Why this is a problem

flux-pg-cluster runs Patroni with synchronous_mode: off (async replication) by default.
Each of the 11 failovers is therefore a potential silent data-loss point: committed
transactions on the outgoing leader that hadn't yet replicated lose acknowledgement on the
incoming leader.

For a managed-DB offering positioned as production-ready, 11 silent data-loss windows in 3
weeks is concerning even if no actual loss has been observed.

Ask

  1. Is this failover rate expected?
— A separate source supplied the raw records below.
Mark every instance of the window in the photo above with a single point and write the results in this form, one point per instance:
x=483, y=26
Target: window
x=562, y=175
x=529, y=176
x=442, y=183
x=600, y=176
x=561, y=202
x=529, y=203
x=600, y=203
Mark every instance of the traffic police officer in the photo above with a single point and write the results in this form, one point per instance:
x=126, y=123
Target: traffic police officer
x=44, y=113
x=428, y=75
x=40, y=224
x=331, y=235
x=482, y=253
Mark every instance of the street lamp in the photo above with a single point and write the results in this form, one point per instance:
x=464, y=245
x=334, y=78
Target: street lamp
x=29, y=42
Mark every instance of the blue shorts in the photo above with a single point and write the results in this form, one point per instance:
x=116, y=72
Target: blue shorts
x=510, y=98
It looks indicative of either network instability between
    Flux DCS nodes, or aggressive default ttl/loop_wait thresholds.
  2. Can synchronous_mode: quorum (or at least synchronous_mode: on with
    synchronous_node_count: 1) be exposed as a config knob in flux-pg-cluster? Patroni
    supports both natively.
  3. Any recommended approach to surface "transactions on previous timeline lost in failover"
    as an alert? Currently we have no visibility into whether silent loss has happened.

(Hard reinstall data loss, restore UI and leader discovery have already been discussed with
@ali via Discord. This issue focuses narrowly on timeline switching frequency and
async-replication risk.)

Environment

flux-pg-cluster 3-node, Custom tier (2 vCPU, 6GB RAM, 80GB SSD per node), Europe region.
Cluster age about 3 weeks. Timeline progression: 1 → 12.

Hardware is well above the resource-exhaustion bar. Each node has plenty of headroom. The
failover frequency is more likely caused by network instability between Flux DCS nodes or
overly aggressive default Patroni timing thresholds, rather than node load.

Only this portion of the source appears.